As mentioned above check your temp at grate level.  Bet you cooking a lot hotter then you think.  You time was about about right.  Packers normally take me 9-11 hours with my grate temp running 215-230.  Hope that gives you a starting point.


----------



## gmiller818 (Jan 8, 2018)

bregent said:


> Food in a pellet grill does typically cook faster than other types of smokers because there is more convection currents created by the fans. But if you haven't already, make sure to test the temp at the grate with another thermometer. It may not be the same as what is set/reported on the controller.
> 
> Regarding the hard bark, what did you use for rub? Did it contain a lot of sugar?



Thanks for the response: I used a rub of course salt, cracked peppercorns, & garlic powder.  Prior to the rub, I coated the brisket with olive oil.


----------



## gmiller818 (Jan 8, 2018)

greg1 said:


> As mentioned above check your temp at grate level.  Bet you cooking a lot hotter then you think.  You time was about about right.  Packers normally take me 9-11 hours with my grate temp running 215-230.  Hope that gives you a starting point.


to test the grate temperature, can i just lay my probe thermometer on the grate and close the lid to see the reading?


----------



## jbottorff (Jan 8, 2018)

gmiller818 said:


> Any constructive criticism on what I may have done that caused a section to come out really hard on the brisket?



Did you go fat-side down on the cook?  If not, it might help to do so in the future.


----------



## gmiller818 (Jan 8, 2018)

NO - I did fat side up.  I realize that I centered the meat on the grill directly over the position of the burner pit (even though the smoker sliding lid was close), which may have caused a more concentrated heat area.  Maybe next time I will position the meat towards the end side of the grill to avoid this?


----------



## philh (Jan 8, 2018)

I have a Pit Boss 820 DLX.. Did you cook with the temp setting at 225 degrees? If I do this then I get some crazy temp swings on the high side. This pit can hold 300 degrees & up with good accuracy. Within 10 degrees up or down..

Not so much at 225.. You could see swings as high as 75 degrees (300 degrees) before it goes back down.

I did a full packer on mine with the fat side down and it came out excellent. I used the smoke setting with a pid setting of either 1 or 0. I could hold 225 within a couple of degrees up or down that way.
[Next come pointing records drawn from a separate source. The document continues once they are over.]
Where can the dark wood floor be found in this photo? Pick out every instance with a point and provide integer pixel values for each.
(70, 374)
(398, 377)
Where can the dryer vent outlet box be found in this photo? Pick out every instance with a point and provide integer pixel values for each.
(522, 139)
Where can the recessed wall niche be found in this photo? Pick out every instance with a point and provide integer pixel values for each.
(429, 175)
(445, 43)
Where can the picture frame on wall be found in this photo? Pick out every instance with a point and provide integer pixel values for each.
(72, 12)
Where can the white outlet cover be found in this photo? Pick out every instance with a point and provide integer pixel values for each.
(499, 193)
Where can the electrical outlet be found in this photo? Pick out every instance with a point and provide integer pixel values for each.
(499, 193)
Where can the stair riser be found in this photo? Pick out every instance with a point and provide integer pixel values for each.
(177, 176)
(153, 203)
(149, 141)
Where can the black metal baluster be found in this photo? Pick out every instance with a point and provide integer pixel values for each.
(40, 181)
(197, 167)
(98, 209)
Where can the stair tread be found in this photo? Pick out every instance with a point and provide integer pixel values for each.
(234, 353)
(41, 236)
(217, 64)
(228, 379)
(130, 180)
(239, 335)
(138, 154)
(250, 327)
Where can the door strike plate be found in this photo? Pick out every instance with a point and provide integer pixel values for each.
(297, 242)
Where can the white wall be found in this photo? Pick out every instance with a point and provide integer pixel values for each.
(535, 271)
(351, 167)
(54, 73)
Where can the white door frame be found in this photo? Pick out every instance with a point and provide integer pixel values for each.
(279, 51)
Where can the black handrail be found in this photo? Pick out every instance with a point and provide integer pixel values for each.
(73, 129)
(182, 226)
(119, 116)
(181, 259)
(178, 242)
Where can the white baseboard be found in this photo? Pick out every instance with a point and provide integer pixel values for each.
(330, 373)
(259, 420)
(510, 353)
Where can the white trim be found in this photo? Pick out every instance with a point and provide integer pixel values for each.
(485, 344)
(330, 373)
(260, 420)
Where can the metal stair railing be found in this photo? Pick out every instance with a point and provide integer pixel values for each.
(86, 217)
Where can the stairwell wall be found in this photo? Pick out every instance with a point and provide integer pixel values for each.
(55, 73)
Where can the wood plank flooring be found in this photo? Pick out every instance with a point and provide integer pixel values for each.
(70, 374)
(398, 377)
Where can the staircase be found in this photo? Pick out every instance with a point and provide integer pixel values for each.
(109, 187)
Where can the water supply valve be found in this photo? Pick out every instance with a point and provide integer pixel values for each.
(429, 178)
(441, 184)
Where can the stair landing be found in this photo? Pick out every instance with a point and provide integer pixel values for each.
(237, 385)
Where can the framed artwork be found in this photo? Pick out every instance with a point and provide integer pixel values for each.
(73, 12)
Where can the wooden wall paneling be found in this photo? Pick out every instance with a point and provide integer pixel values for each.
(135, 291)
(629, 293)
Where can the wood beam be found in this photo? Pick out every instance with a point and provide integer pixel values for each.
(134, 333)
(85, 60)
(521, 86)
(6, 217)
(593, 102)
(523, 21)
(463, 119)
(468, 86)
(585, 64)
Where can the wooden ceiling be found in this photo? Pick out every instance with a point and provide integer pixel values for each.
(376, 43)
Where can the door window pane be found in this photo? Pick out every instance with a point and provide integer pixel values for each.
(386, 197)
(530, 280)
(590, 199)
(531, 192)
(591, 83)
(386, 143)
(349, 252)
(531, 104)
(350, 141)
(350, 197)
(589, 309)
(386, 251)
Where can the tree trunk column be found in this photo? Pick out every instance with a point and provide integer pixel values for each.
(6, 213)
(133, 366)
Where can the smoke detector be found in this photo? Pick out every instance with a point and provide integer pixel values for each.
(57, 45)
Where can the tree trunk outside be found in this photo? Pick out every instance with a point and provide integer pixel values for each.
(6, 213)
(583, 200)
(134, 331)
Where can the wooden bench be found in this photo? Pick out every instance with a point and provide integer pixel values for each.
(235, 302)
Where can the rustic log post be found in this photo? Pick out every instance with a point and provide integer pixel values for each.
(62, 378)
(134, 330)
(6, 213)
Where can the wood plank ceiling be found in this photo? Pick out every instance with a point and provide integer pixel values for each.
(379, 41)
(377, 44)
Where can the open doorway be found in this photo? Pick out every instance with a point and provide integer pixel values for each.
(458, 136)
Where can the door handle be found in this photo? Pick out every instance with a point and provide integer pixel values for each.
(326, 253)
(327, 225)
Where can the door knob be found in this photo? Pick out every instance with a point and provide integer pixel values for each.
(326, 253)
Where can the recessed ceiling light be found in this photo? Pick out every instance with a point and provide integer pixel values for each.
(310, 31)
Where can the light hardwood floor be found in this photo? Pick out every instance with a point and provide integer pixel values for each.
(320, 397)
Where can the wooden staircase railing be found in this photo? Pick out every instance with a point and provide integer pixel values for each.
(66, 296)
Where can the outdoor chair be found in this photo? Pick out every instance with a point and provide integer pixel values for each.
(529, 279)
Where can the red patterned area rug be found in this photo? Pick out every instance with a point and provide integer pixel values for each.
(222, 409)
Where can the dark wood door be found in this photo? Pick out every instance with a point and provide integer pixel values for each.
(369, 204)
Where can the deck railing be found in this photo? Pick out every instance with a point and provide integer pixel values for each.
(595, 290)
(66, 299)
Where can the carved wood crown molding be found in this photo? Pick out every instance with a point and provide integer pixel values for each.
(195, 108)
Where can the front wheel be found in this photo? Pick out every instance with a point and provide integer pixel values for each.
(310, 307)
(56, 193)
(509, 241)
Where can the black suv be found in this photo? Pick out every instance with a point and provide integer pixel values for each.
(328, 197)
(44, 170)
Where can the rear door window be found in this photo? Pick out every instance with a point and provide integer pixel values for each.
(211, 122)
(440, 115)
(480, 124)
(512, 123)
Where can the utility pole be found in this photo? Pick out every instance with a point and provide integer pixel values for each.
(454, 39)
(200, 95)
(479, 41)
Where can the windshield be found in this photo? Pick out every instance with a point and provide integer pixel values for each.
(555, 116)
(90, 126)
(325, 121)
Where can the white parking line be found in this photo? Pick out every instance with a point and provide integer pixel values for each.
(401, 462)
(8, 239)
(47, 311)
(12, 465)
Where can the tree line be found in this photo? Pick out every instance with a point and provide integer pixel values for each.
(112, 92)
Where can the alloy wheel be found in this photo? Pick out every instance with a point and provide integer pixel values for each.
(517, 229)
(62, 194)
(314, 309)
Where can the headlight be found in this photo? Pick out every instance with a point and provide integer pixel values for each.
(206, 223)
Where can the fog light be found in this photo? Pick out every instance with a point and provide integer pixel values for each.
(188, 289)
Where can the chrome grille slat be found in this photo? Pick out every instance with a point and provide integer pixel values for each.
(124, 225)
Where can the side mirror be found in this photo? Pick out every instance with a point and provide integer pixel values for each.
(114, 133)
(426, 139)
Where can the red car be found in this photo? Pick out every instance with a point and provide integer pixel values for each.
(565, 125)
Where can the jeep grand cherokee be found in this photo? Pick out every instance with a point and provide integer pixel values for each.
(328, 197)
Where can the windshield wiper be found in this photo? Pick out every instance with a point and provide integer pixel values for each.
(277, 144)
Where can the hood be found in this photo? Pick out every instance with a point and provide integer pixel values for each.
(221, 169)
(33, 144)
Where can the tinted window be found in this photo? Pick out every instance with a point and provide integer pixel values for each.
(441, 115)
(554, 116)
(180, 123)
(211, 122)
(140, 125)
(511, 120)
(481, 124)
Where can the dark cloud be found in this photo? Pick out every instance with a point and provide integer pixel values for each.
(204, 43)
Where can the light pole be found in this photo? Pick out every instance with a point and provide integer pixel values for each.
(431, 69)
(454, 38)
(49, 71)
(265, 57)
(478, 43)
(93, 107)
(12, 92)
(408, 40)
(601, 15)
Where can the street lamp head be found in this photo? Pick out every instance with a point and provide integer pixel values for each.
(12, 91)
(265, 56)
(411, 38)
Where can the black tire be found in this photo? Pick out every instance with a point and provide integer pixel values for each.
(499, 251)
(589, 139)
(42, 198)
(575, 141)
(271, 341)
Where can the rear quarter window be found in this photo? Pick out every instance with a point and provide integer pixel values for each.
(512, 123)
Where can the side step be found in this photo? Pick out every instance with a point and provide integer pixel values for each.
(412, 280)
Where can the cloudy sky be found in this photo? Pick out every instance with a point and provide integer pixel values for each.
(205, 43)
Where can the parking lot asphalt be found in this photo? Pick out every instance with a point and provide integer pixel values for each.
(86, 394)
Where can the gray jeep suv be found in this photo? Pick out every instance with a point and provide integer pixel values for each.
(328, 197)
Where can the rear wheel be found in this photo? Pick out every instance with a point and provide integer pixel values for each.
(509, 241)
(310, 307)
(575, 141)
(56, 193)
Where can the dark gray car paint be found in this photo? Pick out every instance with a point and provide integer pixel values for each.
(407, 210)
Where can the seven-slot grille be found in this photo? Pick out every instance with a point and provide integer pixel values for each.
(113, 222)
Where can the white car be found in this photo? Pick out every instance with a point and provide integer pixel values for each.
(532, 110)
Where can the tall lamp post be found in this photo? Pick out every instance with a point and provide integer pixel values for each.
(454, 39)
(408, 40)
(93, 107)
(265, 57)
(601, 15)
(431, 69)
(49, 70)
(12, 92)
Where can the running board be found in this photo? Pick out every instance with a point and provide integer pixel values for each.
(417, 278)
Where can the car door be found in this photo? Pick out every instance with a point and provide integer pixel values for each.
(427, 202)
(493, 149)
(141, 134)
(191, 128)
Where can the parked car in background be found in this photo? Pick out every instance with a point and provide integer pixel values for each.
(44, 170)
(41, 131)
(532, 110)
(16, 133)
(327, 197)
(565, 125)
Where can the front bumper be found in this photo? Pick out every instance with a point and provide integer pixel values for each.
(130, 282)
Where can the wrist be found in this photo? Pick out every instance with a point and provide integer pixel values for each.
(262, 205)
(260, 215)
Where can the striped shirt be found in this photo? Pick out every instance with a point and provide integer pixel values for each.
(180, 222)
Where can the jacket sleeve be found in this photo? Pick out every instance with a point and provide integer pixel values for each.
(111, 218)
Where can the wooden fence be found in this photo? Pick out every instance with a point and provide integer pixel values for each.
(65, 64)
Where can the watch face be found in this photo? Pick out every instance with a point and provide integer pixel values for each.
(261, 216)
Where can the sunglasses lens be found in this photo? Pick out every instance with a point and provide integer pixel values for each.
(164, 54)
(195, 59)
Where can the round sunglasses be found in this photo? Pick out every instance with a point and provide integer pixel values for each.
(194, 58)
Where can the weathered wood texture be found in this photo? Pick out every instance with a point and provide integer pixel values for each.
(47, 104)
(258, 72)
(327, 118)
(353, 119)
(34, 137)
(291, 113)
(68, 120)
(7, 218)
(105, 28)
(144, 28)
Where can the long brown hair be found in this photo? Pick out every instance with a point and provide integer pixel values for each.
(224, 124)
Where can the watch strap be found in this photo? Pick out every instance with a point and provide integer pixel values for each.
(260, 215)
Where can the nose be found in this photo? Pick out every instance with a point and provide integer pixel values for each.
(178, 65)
It made for a much more even cook.

I have a maverick temp probe that I use at the grate level to tell me the true temp of the pit.

Hope this helps

Phil

P.S. My brisket took about an hour per lb to get done.


----------



## tallbm (Jan 8, 2018)

gmiller818 said:


> to test the grate temperature, can i just lay my probe thermometer on the grate and close the lid to see the reading?



You wont want it directly on the grate.  If you don't have any grate clips you can wad up a loose small ball of foil and stab the probe through it so the foil gets it up off the grate.

I'm guessing like everyone else that your temps are really much higher at grate level then you think.  Also if you cook fat side down in that case you should mostly burn up any fat in that situation thereby saving the meat from that crusty inedible fate :)


----------



## SmokinAl (Jan 9, 2018)

If possible I would smoke it on a grate on top of a foil pan, fat side up. I would also put some French onion soup, garlic, onion, celery, & carrots in the pan. With the juices from the brisket this will give you a good base to make an AuJus. And the pan veggies will protect the bottom of the brisket from the heat. 
As the others have said I think you were cooking at a much higher temp than you thought.
I run my offset at 270-280 & a brisket takes about 1 hour per pound to cook.
Al


----------